La gente quiere ver vacunarse a los políticos y esperar un rato para ver si les hace reacción y la diñan, antes de pensar en ponérsela
Sería asombrosa la resistencia del 80% de la población española a vacunarse contra la gripe A, que ha provocado ya cerca de un centenar de muertes, si olvidáramos la desconfianza de esa población hacia su clase política y hacia la industria farmacéutica.
La imagen del atrabiliario y sospechosísimo Camps haciendo propaganda, como chófer, de Ferrari, o la revelación de que los hijos del «socialista» Pepe Blanco no estudian en la escuela pública, sino en colegios privados y caros, contribuyen, sin duda, a esa desconfianza en los políticos, por no hablar, en el otro apartado, del hecho de que el siniestro Donald Rumsfield ande detrás de uno de los laboratorios que fabrica la vacuna.
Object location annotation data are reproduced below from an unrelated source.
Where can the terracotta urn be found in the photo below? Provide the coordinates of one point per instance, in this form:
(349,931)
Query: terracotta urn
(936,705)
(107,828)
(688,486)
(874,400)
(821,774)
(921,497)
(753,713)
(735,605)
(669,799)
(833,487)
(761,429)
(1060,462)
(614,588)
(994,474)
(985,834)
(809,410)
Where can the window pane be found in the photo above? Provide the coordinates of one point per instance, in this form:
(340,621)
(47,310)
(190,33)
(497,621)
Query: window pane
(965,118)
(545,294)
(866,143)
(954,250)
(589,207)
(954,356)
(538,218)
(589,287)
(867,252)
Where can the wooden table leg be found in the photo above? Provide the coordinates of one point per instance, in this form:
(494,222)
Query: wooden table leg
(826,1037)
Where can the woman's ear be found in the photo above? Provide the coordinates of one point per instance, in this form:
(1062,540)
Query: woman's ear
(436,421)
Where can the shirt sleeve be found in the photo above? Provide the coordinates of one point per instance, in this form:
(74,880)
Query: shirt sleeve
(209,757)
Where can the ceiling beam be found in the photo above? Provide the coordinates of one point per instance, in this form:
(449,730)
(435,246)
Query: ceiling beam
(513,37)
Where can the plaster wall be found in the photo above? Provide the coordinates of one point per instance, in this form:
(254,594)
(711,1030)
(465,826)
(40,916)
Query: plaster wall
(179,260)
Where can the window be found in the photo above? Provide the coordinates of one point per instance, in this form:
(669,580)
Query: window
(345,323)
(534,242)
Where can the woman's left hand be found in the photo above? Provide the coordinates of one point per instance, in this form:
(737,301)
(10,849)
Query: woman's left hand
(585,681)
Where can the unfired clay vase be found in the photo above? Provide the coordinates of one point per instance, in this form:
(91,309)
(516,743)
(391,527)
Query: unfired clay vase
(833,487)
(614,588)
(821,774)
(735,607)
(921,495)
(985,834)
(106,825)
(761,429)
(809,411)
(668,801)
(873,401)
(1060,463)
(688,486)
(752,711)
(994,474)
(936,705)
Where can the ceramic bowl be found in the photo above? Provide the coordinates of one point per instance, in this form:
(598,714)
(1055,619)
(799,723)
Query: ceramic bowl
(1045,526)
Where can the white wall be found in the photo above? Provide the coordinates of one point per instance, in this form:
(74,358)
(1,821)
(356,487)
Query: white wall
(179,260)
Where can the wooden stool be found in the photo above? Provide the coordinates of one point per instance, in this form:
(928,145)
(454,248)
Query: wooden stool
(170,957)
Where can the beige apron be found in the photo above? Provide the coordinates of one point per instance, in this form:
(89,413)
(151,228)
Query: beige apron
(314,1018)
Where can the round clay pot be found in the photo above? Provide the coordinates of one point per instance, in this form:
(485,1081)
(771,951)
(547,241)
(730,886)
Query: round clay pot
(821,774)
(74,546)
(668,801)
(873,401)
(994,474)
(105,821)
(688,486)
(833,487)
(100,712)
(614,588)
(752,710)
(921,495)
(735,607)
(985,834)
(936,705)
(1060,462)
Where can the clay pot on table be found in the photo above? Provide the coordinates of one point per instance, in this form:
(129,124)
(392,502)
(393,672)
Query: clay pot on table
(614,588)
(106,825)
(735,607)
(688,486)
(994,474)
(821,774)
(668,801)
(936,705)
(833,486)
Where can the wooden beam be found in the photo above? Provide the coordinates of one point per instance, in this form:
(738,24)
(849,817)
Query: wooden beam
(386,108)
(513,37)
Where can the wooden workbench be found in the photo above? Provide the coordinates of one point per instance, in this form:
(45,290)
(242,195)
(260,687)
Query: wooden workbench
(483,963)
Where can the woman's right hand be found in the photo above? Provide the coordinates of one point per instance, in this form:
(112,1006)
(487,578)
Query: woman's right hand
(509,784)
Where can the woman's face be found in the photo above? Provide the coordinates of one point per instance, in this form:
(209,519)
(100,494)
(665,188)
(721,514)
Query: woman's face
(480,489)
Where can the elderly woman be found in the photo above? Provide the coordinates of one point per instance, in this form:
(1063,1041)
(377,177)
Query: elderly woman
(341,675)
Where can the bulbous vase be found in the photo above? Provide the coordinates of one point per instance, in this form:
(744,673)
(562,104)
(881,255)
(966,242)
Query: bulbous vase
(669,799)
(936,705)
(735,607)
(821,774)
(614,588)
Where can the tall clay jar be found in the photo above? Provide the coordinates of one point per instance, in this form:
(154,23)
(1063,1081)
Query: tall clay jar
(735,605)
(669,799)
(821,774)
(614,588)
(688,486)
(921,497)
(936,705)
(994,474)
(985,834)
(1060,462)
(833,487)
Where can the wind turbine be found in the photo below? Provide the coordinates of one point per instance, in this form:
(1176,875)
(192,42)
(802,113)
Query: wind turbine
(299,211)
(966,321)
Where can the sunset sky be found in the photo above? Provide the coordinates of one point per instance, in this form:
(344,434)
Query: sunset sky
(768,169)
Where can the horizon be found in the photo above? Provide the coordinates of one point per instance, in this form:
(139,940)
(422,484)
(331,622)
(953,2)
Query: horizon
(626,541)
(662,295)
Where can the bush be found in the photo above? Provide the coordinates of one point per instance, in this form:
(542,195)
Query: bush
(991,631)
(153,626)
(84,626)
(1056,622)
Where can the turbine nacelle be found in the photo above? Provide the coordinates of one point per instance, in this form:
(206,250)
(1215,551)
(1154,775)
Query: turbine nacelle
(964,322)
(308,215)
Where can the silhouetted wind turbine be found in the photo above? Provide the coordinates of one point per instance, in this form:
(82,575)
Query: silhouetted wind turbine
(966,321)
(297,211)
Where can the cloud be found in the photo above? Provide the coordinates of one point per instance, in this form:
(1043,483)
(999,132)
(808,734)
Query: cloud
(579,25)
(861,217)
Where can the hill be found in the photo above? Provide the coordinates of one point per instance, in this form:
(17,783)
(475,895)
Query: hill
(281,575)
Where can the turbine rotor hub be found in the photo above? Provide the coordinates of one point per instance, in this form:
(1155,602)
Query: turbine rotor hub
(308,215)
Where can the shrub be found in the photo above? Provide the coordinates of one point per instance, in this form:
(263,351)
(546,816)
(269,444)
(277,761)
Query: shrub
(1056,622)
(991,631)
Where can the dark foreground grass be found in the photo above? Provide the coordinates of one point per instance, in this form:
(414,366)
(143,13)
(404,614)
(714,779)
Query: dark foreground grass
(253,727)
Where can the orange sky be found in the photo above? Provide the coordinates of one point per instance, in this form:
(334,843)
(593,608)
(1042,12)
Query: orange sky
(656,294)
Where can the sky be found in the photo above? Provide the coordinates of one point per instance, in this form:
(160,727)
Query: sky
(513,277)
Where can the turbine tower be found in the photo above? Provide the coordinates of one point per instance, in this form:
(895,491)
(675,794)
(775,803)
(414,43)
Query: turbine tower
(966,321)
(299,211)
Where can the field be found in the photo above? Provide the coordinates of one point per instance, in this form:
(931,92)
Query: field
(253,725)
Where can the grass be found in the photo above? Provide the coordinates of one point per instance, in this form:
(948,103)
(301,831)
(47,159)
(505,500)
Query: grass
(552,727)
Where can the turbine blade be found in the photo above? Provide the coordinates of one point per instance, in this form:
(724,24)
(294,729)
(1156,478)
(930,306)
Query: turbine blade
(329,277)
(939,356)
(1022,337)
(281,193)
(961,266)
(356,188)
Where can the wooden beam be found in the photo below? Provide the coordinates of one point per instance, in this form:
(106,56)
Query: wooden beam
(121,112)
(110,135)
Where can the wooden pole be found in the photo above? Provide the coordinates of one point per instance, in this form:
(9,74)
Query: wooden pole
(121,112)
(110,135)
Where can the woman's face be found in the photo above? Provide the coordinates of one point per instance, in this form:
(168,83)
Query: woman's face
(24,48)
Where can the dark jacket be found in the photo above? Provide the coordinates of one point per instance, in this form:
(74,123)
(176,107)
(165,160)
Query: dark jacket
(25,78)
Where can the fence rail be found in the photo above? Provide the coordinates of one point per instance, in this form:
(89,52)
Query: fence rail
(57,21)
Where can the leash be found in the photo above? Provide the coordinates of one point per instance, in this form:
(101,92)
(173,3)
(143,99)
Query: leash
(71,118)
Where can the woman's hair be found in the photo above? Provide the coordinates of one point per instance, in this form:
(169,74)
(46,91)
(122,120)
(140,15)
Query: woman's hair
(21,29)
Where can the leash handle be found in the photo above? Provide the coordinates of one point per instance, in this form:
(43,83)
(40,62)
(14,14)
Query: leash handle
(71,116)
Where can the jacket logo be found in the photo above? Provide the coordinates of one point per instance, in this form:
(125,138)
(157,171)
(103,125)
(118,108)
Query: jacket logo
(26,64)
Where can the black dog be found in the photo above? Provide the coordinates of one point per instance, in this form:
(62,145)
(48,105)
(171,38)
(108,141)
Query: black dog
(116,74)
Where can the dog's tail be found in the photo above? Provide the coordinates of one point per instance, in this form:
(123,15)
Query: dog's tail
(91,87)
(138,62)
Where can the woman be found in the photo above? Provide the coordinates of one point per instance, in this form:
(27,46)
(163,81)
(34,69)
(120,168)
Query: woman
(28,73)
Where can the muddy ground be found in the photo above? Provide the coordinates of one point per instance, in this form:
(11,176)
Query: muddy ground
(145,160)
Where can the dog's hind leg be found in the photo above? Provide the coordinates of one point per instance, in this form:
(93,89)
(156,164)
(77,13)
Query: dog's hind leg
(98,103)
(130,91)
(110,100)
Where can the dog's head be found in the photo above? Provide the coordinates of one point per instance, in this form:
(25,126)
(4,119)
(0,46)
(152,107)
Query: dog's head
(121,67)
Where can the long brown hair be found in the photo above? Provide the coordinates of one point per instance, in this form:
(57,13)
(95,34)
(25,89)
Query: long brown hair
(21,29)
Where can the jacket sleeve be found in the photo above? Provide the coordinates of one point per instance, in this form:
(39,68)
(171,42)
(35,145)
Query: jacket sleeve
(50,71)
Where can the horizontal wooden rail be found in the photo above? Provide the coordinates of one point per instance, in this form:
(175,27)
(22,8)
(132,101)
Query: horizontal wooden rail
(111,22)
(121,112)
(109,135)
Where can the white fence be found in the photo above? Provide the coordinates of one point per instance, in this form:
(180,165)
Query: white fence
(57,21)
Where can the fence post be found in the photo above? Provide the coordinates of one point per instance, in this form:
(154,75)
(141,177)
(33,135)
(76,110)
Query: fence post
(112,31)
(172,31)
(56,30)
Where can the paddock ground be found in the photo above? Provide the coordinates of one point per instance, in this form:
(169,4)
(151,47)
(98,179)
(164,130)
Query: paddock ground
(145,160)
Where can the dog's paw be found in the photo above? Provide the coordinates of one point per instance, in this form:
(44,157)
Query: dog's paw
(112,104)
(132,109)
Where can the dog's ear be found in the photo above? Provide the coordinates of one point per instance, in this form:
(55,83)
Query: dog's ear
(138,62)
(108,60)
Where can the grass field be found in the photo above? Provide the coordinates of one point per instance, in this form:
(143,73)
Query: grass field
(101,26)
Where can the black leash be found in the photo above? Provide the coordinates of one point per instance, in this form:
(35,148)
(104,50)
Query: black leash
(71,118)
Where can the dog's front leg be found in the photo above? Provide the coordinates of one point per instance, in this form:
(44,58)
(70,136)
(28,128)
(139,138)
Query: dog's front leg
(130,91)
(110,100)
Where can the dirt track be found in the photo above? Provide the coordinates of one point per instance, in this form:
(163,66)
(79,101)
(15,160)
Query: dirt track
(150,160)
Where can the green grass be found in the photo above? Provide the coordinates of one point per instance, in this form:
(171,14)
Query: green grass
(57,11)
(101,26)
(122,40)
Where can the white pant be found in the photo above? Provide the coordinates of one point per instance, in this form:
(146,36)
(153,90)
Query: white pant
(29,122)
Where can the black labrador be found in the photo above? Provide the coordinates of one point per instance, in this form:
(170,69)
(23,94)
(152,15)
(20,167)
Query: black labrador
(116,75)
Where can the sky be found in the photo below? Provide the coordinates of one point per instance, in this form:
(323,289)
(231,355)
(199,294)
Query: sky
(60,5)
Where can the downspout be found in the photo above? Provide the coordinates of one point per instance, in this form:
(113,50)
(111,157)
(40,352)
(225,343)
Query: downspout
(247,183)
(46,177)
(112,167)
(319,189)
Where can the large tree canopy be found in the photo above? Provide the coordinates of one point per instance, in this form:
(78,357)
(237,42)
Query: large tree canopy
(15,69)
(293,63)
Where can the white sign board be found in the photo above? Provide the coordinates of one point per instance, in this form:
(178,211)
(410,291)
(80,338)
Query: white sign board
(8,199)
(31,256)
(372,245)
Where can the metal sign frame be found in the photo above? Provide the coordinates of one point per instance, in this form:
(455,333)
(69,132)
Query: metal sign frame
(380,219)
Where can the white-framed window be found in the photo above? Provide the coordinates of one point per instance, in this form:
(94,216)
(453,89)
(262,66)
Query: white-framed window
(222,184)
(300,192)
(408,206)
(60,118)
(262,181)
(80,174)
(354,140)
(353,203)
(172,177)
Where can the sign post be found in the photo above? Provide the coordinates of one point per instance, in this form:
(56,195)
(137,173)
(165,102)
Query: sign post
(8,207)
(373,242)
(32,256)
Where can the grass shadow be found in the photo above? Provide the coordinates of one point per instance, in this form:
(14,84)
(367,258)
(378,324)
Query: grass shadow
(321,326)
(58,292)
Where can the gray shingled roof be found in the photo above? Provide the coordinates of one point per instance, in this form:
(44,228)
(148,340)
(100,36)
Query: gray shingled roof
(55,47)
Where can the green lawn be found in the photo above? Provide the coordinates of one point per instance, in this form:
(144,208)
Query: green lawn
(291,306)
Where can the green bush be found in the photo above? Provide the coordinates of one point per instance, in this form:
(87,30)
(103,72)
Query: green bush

La gente, o cuando menos ese 80% abonado a las más variadas y delirantes teorías conspiratorias, quiere ver vacunarse a los políticos y esperar un rato para ver si les hace reacción y la diñan, antes de pensar en ponérsela.
Sin embargo, y pese a los comprensibles fundamentos de ese miedo y de esa cautela, la mayoritaria resistencia a inmunizarse frente a ese virus tan impredecible y peligroso sigue siendo asombrosa, pues lo que puede andar en juego es nada más y nada menos que la vida.
Más explicaciones a esa tozudez colectiva debe haber, pero uno, por más vueltas que le da, no las encuentra.
Una cosa tan extraordinaria como la vacuna, que lleva tantísimo tiempo salvándonos de contraer enfermedades espantosas y hasta letales, y cuya fabricación no tiene, a estas alturas, ningún misterio, resulta que concita la enemiga casi unánime de la ciudadanía española, de la misma que de ordinario se atiborra de fármacos sin encomendarse a dios ni al diablo ni al médico.
Queda, con todo, ese 20% que, menos favorecido tal vez por los dioses con una salud tan formidable como para desdeñar la vacuna, la reciben al fin con un inmenso alivio.